The authors investigated codeine prescriptions for pediatric upper respiratory infections (URIs) and cold symptoms and did not find a significant decrease in utilization. Based on these findings, more effective interventions to curb codeine prescribing were recommended.(1) While we agree that codeine use in children to treat URI symptoms should be avoided, providers must also be cognizant of the dangers of the therapeutic alternatives. One potential concern is that there would be an increase in the use of over-the-counter (OTC) and non-codeine-based prescription cough and cold medications to provide children with symptomatic relief. Like codeine, these medications have limited safety and efficacy data in the pediatric population and their use is also not recommended by the American Academy of Pediatrics' consensus guidelines and the Food and Drug Administration (FDA).(2,3) Providers caring for pediatric patients should be aware of these recommendations as they consider alternatives to codeine-based cough preparations to treat URIs and cold symptoms.
The study also examined trends in codeine utilization in pediatric patients for pain-related indications and recommended hydrocodone as a potential substitute when an opioid analgesic is indicated.(1) Although hydrocodone is an effective alternative to codeine with less potential for adverse drug events related to CYP2D6 polymorphisms, there is also concern regarding nonmedical hydrocodone use in the adolescent population.(4) Rates of opioid analgesic prescribing in adolescents has increased significantly over the past decade, which has paralleled increases in misuse, abuse, addiction, and fatalities.(4,5) In fact, opioid-related fatalities have more than doubled in adolescents over the past two decades.(5) Another important trend is that codeine alternatives, such as hydrocodone and oxycodone have been more commonly implicated in the nonmedical use of opioid analgesics among adolescents compared to codeine itself.(4,5) As such, shifting away from codeine prescribing in favor of drugs such as hydrocodone, may unintentionally increase access to drugs more commonly used for nonmedical purposes in this population. To mitigate nonmedical use, prescribers should evaluate whether there is an indication for an opioid analgesic, and if necessary, prescribe the shortest duration possible, with close follow up.(5)
In summary, the author's conclusions highlight the need for increased vigilance in reducing pediatric codeine prescribing; however, providers should also be aware of the potential harm that may result from the inappropriate prescribing of non-codeine alternatives. Additional initiatives will be required not only to curb pediatric codeine prescribing, but also to ensure the safe and effective use of evidenced- based alternative therapies.
References:
1. Kaiser SV, Asteria-Penaloza R, Vittinghoff E, Rosenbluth G, Cabana MD, Bardach NS. National patterns of codeine prescriptions for children in the emergency department. Pediatrics 2014 Apr 21. [Epub ahead of print].
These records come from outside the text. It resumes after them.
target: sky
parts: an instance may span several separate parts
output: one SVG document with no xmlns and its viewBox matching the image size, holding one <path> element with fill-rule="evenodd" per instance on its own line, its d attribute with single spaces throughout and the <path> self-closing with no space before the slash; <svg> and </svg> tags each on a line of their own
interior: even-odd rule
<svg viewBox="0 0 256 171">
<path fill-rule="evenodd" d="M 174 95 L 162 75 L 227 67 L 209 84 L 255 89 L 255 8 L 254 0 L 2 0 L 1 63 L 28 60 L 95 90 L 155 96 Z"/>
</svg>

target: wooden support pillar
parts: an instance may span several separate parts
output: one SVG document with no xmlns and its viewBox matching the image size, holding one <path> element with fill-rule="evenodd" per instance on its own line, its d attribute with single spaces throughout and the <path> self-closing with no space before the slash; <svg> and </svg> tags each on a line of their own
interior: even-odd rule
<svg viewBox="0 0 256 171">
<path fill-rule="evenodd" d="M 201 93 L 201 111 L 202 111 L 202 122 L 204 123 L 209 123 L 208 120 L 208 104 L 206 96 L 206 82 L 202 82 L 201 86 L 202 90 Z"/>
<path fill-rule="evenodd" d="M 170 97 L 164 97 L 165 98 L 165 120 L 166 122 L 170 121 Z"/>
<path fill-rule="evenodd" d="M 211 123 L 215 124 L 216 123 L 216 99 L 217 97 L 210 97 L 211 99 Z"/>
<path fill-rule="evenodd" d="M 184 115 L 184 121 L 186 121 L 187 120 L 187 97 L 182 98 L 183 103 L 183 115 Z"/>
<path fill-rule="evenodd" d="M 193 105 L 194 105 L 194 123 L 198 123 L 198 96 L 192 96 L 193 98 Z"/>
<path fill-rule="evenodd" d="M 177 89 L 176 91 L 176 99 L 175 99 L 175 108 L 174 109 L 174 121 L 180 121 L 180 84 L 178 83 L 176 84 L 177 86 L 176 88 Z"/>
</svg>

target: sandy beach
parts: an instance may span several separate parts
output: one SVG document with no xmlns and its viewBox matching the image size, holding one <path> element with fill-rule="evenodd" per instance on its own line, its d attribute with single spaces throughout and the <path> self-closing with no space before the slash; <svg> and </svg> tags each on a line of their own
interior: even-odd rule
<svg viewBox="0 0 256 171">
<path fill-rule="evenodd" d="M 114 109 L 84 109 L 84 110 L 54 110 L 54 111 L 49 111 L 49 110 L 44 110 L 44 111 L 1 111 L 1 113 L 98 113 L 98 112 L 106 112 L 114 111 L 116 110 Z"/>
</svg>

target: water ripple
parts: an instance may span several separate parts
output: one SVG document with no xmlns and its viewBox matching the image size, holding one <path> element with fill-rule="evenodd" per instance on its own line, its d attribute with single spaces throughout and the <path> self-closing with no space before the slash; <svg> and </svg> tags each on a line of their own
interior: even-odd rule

2. Kelly L. Pediatric cough and cold preparations. Pedatr Rev 2004; 25(4):115-123.
3. American Academy of Pediatrics 2012. Withdrawal of cold medicines: addressing parent concerns. Available at: http://www.aap.org/enus/professional-resources/practice- support/Pages/Withdrawal-of-Cold-Medicines-Addressing-Parent- Concerns.aspx. Accessed April 24, 2014.
4. McCabe SE, West BT, Teter CJ, et al. Medical and nonmedical use of prescription opioids among high school seniors in the United States. Arch Pediatr Adolesc Med 2012; 166(9): 797-802.
5. Mazer-Amirshahi M, Mullins PR, Rasooly IR, van den Anker J, Pines JM. Trends in prescription opioid use in pediatric emergency department patients. Pediatr Emerg Care 2014; 30(4):230-5.